Book #42

The Magician's Nephew by C.S. Lewis

Digory and Polly meet and become friends one cold, wet summer in London. Their lives burst into adventure when Digory's Uncle Andrew, who thinks he is a magician, sends them hurtling to...somewhere else. They find their way to Narnia, newborn from the Lion's song, and encounter the evil sorceress Jadis before they finally return home.

This is really the first novel in the tales of Narnia - an interpretation of how the world came to be, the origin of everything. I chose to read in publication order, rather than chronological order, so it came sixth in my list, but I can truly see the merits of reading this one first. And yet I’m glad it came almost at the end, because by this time there was something I was longing for which I hadn’t yet seen - the consequences of Narnia and our own world colliding.

I’d met one magician already on my journey - a nice one - and I’d assumed this magician would either be the same one, or of the same temperament. Instead, I met a selfish and power hungry magician without a care for other people or animals, hellbent on reaching heights no one from our world ever had before. 

As a result, his nephew Digory, and his friend Polly, are thrown into a curious woodland which serves as an in between world amongst worlds. They (naturally) choose to explore, they (needless to say) encounter evil, they (of course) triumph, they (not unexpectedly) meet our revered Aslan, and Narnia is born.

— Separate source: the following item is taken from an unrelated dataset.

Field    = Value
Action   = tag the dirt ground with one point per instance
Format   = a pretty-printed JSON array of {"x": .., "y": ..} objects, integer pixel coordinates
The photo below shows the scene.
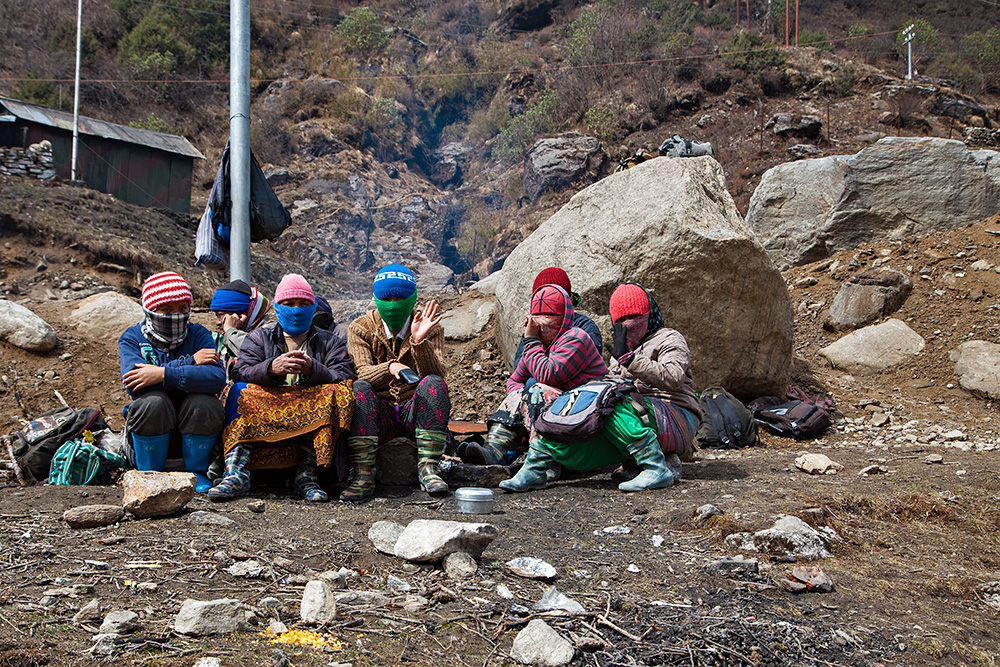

I really loved this one, and it’s quite possibly my favourite of the seven. Combining worlds was a masterstroke from Lewis - a seven foot tall witch rampaging through the streets of 1900s London truly is something to behold. With the addition of being allowed to see the birth of Narnia, to understand how the famous wardrobe became so magical, and to finally be told why there’s a lamp post almost immediately after you arrive, was simply gorgeous. 

A beautiful and completely magical prequel; a perfect origin story, and uniquely unforgettable.

Make your choice, adventurous Stranger,

Strike the bell and bide the danger,

Or wonder, till it drives you mad,

What would have followed if you had.